Merck, insurance plans settle Vioxx suits for $80M

TRENTON, N.J. -- Health insurers, unions and other private groups that paid for prescriptions for withdrawn painkiller Vioxx have reached an $80 million settlement with its maker, ending another part of the multipronged litigation.

Such third-party payers had filed about 190 claims against New Jersey-based drugmaker MerckMRK. They said they would not have covered Vioxx had they known about its cardiovascular risks, which they argued Merck concealed.

Merck pulled the blockbuster painkiller from the market in September 2004 because it doubled risk of heart attack and stroke.

In late 2007, Merck reached a $4.85 billion settlement covering roughly 50,000 plaintiffs claiming they or a relative had been harmed or killed by Vioxx.

One of the lead attorneys in the third-party payer litigation, Christopher Seeger, had estimated Merck could have lost up to $18 billion — about three-quarters of its entire annual revenue. That's because the claims were consolidated in New Jersey, where courts allow for triple damages.

Merck said in a regulatory filing Monday that the company and the plaintiffs agreed in principle to settle all outstanding claims, and it took an $80 million charge for the settlement in the second quarter.

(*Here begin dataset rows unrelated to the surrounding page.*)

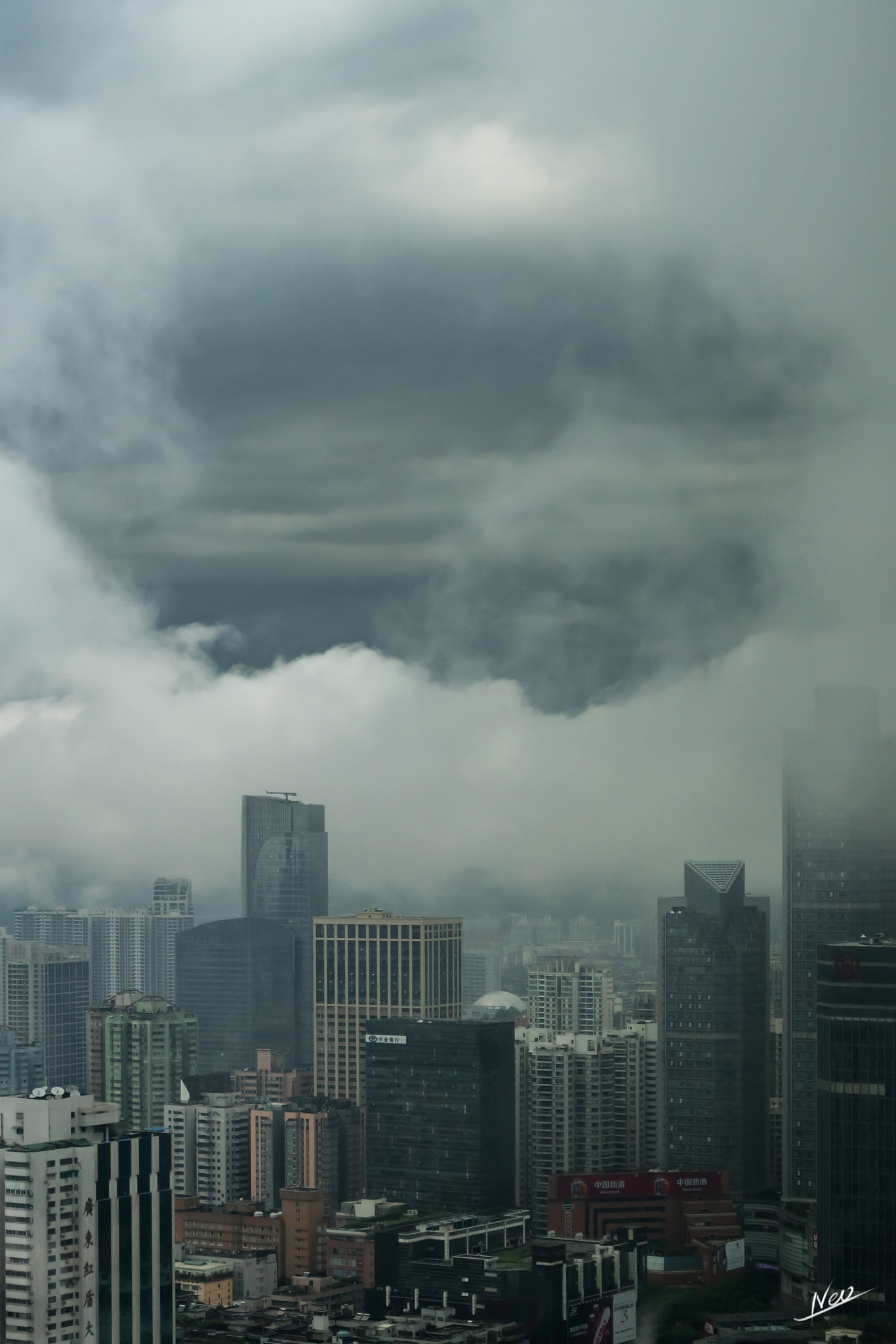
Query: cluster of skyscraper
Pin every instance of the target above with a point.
(805, 1099)
(302, 1060)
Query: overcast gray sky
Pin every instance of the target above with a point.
(478, 418)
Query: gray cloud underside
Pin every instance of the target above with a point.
(515, 459)
(360, 414)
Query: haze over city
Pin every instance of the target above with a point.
(478, 420)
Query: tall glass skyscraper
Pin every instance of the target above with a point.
(838, 883)
(439, 1113)
(714, 1026)
(284, 878)
(238, 977)
(856, 1116)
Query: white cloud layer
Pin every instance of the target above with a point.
(206, 132)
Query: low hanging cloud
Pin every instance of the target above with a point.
(377, 421)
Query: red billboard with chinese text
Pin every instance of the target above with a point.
(638, 1185)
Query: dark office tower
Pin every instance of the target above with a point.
(838, 882)
(238, 977)
(856, 1116)
(441, 1125)
(284, 874)
(714, 1026)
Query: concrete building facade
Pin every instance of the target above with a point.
(285, 879)
(375, 964)
(838, 882)
(140, 1049)
(714, 1026)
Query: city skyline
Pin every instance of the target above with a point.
(374, 478)
(448, 520)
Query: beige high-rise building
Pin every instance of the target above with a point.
(375, 964)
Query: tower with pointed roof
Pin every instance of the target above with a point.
(714, 1028)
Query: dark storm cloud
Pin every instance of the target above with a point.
(375, 383)
(577, 637)
(495, 348)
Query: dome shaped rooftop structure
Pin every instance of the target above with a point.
(500, 999)
(499, 1004)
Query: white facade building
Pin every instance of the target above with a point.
(70, 1195)
(129, 949)
(584, 1104)
(210, 1148)
(571, 996)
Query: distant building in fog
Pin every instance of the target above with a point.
(22, 1066)
(840, 875)
(47, 995)
(129, 949)
(285, 879)
(714, 1026)
(424, 1146)
(625, 934)
(481, 973)
(375, 964)
(140, 1050)
(570, 995)
(857, 1116)
(238, 977)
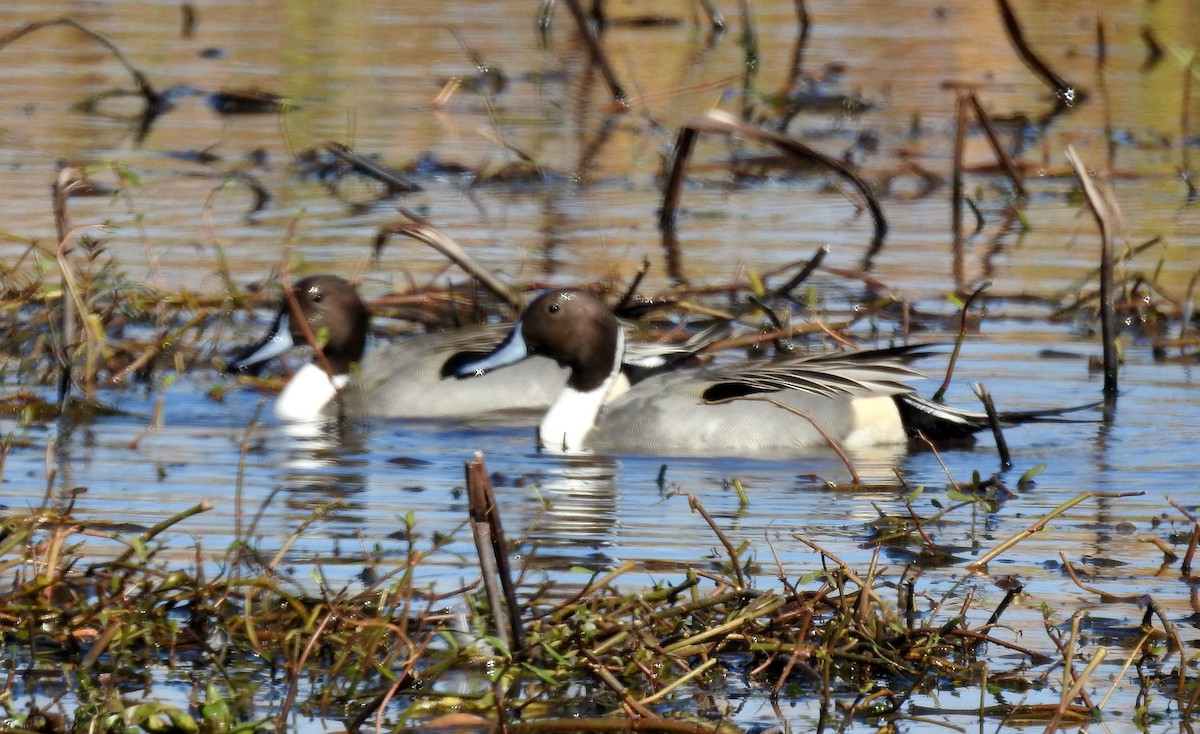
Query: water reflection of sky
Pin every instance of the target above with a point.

Those lawsuits had been moving through the courts for more than four years, with New Jersey judges approving a class-action lawsuit and the New Jersey Supreme Court later overturning that ruling. Seeger estimated third-party payers covered about 80% of the cost of prescriptions for Vioxx, which generated billions of dollars in annual sales while on the market from 1999 through 2004.

Merck still faces hundreds of other Vioxx lawsuits, including cases filed by patients alleging harm who were not eligible for the $4.85 billion settlement or chose not to participate, and former users just seeking reimbursement for their out-of-pocket Vioxx costs. A class action case for Missouri residents seeking such reimbursement has been approved, and potential class actions are awaiting approval in three other states.

Eighteen government lawsuits, including ones filed by 10 states and New York City, seek reimbursement both for Vioxx costs and for treating any patients injured by Vioxx. Multiple shareholder lawsuits seek reimbursement for financial losses due to the plunge in Merck's stock price related to Vioxx.

The third-party settlement, not previously disclosed, was mentioned in a quarterly filing to the Securities and Exchange Commission on Monday.

The filing also noted that an SEC investigation of the company's conduct regarding Vioxx, begun in November 2004, was terminated in the second quarter.